Since your setup is successful, try the following debug steps to find out why exactly it is not working for you ,
- Open simias.config file from your data path, check what attribute is set as login attribute, i.e. <setting name="NamingAttribute" value="cn" /> here CN is set as login attribute.
- Run an ldapsearch command to get all user objects with all attribute details from AD server.
- Now check, login attribute value associated with ifolderadmin user object. If it is same as the one you are using at the time of login, it should ideally allow you to login.
- If the above is not resolving your issue, check if there are multiple users with the same login attribute value. In this case user object found later in LDAP sync will overwrite the initial user objects as both are having same login attribute value. Make sure there are not duplicate users with same login attribute value, clean the datapath and setup iFolder again. (This is a bug in 3.7.2 and already fixed in trunk)
- If any of the above is not solving your problem, Replace "INFO" string to "DEBUG" in <DATAPATH>/Simias.log4net file and save the same. Restart apache, try and login to admin console, now open Simias.log from <DATAPATH>/log/Simias.log file and make sure ifolderadmin is getting synced properly.
- There could be an issue with proxy user configured, so it is not syncing any user objects to iFolder, with debug log enabled, ifolder will log enough information to log file which you can use to zero in the problem and resolve the same.
I hope the above debug procedure will help you resolve the problem you are currently hitting. In case you have any other specific question in this regard let me know.
Guest Workspace
Thanks for the quick response. I checked the simias.config file and NamingAtrribute is set to CN but I'm having trouble getting the syntax correct for the ldapsearch command. I apologize but I'm new to Linux and have never run this command before. I keep getting the following error:
ldap_sasl_interactive_bind_s: Unknown authentication method (-6)
ldapsearch -x -Z -H ldap://<IP>:389 -D "AD Admin DN" -W -b "users/admin Search context"
Examples:
ldapsearch -x -Z -H ldap://xxx.xxx.xxx.xxx:389 -D "CN=Administrator, cn=Users, dc=xyz,dc=com" -W -b " cn=Users, dc=xyz,dc=com"
or if you have configured certificate as mentioned previously attached document and AD is running in SSL mode you can try,
ldapsearch -x -Z -H ldaps://xxx.xxx.xxx.xxx:636 -D "CN=Administrator, cn=Users, dc=xyz,dc=com" -W -b " cn=Users, dc=xyz,dc=com"

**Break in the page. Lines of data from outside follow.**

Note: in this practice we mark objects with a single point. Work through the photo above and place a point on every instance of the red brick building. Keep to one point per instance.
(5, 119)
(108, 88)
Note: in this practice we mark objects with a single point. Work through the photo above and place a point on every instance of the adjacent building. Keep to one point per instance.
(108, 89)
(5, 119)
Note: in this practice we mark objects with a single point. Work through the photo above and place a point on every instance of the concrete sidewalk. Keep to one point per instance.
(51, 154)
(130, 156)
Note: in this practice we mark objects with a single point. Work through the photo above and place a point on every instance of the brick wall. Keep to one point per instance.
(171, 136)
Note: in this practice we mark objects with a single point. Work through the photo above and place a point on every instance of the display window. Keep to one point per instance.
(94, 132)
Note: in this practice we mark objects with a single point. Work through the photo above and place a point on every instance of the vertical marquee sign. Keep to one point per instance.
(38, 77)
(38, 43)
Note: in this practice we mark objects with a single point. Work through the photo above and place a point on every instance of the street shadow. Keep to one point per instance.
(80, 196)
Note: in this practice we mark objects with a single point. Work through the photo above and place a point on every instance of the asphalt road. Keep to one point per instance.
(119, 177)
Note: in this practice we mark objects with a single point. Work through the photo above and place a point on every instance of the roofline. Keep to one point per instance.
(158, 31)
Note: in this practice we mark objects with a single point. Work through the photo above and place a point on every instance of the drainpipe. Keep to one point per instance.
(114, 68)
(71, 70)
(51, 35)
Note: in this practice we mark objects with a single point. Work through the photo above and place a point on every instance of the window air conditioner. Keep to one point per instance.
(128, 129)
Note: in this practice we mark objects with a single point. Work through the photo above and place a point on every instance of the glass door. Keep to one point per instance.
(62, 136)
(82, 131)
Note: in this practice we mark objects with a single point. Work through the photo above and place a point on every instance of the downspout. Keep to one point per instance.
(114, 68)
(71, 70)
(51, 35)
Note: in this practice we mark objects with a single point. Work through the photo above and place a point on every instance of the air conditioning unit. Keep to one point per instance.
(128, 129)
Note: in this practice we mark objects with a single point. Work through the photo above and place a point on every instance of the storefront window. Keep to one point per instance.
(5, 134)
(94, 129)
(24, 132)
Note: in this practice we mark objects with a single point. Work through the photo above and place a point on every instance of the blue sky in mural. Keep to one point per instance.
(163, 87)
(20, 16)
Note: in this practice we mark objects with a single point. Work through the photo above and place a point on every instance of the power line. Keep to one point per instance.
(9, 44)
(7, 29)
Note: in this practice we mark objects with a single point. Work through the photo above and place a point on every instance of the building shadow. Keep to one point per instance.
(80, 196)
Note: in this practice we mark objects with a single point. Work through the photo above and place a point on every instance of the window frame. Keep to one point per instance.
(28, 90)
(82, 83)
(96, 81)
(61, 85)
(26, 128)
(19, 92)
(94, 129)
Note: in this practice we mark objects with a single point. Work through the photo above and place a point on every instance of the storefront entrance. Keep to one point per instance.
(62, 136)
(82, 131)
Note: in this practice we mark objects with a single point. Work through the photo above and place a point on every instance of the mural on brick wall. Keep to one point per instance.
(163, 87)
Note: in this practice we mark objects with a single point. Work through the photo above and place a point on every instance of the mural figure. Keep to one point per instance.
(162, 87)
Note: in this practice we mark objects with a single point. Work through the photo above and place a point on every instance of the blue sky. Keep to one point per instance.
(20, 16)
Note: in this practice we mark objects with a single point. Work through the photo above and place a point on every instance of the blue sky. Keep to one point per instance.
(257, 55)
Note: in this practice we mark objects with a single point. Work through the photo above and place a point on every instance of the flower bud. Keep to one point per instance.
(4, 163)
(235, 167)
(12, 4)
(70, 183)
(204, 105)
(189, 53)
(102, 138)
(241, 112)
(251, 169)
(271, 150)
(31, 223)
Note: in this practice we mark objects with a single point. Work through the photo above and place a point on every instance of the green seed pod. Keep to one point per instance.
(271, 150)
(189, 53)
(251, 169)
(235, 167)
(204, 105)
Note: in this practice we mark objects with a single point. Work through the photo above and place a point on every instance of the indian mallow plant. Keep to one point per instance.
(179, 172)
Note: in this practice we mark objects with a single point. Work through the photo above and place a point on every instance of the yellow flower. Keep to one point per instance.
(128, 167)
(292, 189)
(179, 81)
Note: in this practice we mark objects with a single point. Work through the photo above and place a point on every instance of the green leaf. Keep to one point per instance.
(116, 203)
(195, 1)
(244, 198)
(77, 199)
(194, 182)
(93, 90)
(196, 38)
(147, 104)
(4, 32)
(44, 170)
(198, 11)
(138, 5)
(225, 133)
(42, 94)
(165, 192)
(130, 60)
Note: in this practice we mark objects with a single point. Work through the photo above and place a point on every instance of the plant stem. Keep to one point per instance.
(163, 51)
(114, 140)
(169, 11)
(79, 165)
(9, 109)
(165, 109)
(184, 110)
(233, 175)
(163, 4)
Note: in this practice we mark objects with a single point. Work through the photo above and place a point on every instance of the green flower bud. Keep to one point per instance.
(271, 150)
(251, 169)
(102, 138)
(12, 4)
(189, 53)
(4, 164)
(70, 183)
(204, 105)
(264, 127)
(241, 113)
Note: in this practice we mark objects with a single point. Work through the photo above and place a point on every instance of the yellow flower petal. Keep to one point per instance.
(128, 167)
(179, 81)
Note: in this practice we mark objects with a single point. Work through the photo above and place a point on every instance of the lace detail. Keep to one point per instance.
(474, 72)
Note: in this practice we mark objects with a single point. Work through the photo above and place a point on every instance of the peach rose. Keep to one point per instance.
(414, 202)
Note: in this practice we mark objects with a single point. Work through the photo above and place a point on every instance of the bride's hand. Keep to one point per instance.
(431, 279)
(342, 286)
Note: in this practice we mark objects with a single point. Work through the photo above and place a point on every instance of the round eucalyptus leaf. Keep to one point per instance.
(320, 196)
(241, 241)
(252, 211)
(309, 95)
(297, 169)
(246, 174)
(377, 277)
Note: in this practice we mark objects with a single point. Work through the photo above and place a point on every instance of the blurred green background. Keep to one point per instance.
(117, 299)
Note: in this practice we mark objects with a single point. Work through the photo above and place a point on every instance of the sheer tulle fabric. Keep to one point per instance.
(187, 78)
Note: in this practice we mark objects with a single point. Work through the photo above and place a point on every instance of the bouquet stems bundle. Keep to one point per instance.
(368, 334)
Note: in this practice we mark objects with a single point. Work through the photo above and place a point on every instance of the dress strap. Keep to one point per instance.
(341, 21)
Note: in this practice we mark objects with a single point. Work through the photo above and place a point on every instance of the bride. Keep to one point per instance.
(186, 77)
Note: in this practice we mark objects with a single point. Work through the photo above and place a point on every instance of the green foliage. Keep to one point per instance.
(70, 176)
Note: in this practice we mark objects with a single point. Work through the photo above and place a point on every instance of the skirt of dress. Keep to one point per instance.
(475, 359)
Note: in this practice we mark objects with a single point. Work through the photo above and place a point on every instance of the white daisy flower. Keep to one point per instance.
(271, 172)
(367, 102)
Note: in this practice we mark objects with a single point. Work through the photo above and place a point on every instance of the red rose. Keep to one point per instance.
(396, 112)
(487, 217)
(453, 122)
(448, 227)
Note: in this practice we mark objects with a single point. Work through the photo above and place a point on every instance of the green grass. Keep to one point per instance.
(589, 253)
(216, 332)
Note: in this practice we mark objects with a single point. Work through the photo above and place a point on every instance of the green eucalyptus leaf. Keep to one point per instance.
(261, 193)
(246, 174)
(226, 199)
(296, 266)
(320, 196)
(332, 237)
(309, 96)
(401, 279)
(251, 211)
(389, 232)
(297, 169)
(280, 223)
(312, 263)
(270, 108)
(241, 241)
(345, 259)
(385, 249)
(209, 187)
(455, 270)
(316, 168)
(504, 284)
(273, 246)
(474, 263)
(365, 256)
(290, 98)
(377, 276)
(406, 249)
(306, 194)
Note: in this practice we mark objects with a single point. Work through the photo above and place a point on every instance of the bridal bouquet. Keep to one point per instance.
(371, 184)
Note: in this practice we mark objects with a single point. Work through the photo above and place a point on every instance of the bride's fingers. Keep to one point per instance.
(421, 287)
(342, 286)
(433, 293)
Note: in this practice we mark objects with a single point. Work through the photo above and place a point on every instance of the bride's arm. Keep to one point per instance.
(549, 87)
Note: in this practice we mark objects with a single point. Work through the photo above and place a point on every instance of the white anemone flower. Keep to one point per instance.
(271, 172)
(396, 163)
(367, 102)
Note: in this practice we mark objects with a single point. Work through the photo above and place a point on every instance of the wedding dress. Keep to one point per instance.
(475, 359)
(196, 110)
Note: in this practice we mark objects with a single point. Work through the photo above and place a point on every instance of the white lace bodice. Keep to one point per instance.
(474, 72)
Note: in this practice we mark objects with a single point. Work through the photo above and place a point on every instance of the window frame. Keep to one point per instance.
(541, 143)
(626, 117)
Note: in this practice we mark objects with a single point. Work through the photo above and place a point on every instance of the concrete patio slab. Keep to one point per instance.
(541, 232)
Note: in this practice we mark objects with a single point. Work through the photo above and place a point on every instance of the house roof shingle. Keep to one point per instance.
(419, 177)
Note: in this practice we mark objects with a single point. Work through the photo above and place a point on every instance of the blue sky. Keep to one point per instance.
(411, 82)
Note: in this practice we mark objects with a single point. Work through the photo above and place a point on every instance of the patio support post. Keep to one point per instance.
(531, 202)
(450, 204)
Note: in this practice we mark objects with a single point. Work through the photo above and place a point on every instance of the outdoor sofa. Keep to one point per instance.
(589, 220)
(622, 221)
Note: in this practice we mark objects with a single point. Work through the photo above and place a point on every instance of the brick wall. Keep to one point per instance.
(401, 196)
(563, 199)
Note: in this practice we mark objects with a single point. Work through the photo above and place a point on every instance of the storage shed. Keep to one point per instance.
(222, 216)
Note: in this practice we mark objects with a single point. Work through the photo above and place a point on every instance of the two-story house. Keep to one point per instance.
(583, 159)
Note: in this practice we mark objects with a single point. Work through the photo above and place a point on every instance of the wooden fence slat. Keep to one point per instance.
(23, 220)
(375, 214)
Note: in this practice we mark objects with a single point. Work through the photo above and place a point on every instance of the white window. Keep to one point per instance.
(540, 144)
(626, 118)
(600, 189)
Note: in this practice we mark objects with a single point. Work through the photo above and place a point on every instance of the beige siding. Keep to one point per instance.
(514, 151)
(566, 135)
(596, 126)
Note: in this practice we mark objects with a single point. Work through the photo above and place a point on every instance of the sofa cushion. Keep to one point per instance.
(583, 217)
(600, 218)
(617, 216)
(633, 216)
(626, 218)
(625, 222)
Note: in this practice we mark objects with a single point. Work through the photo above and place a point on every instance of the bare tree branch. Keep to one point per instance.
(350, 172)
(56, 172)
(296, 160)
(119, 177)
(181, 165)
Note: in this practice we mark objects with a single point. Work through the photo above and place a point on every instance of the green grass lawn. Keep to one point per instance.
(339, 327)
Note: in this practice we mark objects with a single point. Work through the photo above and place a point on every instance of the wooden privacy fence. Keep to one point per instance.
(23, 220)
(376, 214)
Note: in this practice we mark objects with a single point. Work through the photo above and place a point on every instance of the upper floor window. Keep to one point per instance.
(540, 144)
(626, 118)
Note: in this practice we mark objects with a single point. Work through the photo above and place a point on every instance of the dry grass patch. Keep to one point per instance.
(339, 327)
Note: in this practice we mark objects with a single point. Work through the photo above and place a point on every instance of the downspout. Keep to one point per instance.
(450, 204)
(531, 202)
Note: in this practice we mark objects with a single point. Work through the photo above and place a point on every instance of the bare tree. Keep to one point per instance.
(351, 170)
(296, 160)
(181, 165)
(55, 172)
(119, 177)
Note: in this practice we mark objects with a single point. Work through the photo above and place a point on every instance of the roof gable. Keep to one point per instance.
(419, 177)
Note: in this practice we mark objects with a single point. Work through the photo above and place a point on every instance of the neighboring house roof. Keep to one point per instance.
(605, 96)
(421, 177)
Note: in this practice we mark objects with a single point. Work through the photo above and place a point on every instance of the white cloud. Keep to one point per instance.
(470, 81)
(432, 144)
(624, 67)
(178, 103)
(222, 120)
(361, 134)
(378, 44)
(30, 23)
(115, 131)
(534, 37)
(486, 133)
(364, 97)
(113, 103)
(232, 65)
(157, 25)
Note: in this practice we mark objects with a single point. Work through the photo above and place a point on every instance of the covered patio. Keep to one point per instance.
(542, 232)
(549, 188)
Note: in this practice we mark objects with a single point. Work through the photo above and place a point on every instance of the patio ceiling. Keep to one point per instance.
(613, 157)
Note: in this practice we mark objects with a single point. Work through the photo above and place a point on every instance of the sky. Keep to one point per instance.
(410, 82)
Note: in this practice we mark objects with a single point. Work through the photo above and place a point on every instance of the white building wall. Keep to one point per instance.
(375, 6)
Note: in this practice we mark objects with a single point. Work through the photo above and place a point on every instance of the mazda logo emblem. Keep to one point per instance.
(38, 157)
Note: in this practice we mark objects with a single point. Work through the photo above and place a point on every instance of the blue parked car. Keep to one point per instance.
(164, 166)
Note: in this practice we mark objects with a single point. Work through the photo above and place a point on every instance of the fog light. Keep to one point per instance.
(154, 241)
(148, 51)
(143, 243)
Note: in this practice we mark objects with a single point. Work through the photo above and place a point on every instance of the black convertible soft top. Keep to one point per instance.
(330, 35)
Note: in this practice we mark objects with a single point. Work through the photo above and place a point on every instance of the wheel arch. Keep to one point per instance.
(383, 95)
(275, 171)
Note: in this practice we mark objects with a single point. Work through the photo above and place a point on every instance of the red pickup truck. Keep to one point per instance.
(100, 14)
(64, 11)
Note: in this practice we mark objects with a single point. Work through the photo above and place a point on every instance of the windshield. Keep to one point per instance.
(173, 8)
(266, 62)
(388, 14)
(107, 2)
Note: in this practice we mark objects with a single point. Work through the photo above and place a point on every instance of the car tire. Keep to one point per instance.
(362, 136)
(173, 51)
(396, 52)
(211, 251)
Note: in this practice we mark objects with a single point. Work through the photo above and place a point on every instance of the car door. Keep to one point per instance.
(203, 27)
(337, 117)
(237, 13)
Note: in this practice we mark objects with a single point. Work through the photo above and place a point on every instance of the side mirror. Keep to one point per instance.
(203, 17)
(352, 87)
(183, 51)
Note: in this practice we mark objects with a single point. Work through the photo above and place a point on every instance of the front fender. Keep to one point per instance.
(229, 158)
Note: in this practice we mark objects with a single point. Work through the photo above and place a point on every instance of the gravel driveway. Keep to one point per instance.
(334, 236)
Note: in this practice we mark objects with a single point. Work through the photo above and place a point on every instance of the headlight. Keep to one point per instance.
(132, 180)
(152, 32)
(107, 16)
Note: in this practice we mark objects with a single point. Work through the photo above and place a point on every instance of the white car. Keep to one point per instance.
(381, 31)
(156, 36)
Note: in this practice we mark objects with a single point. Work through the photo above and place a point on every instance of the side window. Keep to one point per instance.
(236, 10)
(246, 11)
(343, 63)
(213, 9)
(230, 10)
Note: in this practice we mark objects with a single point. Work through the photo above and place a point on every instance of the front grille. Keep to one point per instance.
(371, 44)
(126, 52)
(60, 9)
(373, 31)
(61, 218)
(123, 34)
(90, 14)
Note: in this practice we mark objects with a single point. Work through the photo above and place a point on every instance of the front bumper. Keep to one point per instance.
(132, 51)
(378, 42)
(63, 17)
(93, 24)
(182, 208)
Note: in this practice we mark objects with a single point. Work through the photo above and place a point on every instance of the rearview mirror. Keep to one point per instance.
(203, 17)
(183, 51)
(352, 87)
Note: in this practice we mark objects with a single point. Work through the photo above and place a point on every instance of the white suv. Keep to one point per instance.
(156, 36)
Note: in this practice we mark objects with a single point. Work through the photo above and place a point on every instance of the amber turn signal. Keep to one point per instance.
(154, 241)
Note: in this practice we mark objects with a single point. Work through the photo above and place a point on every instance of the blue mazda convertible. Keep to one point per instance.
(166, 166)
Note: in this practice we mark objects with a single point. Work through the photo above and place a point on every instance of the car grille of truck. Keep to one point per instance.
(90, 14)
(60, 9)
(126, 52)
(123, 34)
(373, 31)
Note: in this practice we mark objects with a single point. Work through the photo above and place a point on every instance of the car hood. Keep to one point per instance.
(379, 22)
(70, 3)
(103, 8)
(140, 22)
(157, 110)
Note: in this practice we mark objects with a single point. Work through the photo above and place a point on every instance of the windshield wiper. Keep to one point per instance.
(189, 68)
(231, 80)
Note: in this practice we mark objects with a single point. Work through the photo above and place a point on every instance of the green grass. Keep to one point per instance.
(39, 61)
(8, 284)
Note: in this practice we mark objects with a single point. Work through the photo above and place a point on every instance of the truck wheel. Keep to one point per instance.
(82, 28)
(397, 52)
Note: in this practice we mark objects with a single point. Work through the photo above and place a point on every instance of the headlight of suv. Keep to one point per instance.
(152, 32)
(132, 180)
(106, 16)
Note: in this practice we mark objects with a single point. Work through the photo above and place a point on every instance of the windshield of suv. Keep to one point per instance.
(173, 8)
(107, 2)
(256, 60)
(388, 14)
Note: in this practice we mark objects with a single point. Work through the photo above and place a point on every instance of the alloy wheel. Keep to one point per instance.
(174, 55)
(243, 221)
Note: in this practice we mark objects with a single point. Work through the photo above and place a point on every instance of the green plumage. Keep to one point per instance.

Thank you again. I finally got the ldapsearch command to run per your examples. I do get the following error before it asks for the LDAP password: ldap_start_tls: Server is unavailable (52), but the command does run. I limited the search to just the ifolderadmin account I'm trying to use. I've attached the results. In your next step you ask me to check for multiple users with the same login attribute value. Before I enabled LDAP I was able to get into the administrative web interface and I created a user (gknue) and used this as a test account. I was able to login into the user web interface and also connect a windows xp client. Could this account be causing me problems? If so, I'm not sure how to get rid of it since I can't get into the admin interface. I did change the INFO string to DEBUG in Simias.log4net file and restarted apache but I don't see any erros in the simias.log except when I try to login as gknue and then I get the following error:
2009-10-09 17:57:23,245 [-1444026032] ERROR Simias.ADLdapProvider.User - LdapError:80090308: LdapErr: DSID-0C0903AA, comment: AcceptSecurityContext error, data 525, v1771
2009-10-09 17:57:23,245 [-1444026032] ERROR Simias.ADLdapProvider.User - Error:Invalid Credentials
2009-10-09 17:57:23,245 [-1444026032] ERROR Simias.ADLdapProvider.User - DN:gknue
I'm sorry to be so ignorant on this but your help is greatly appreciated.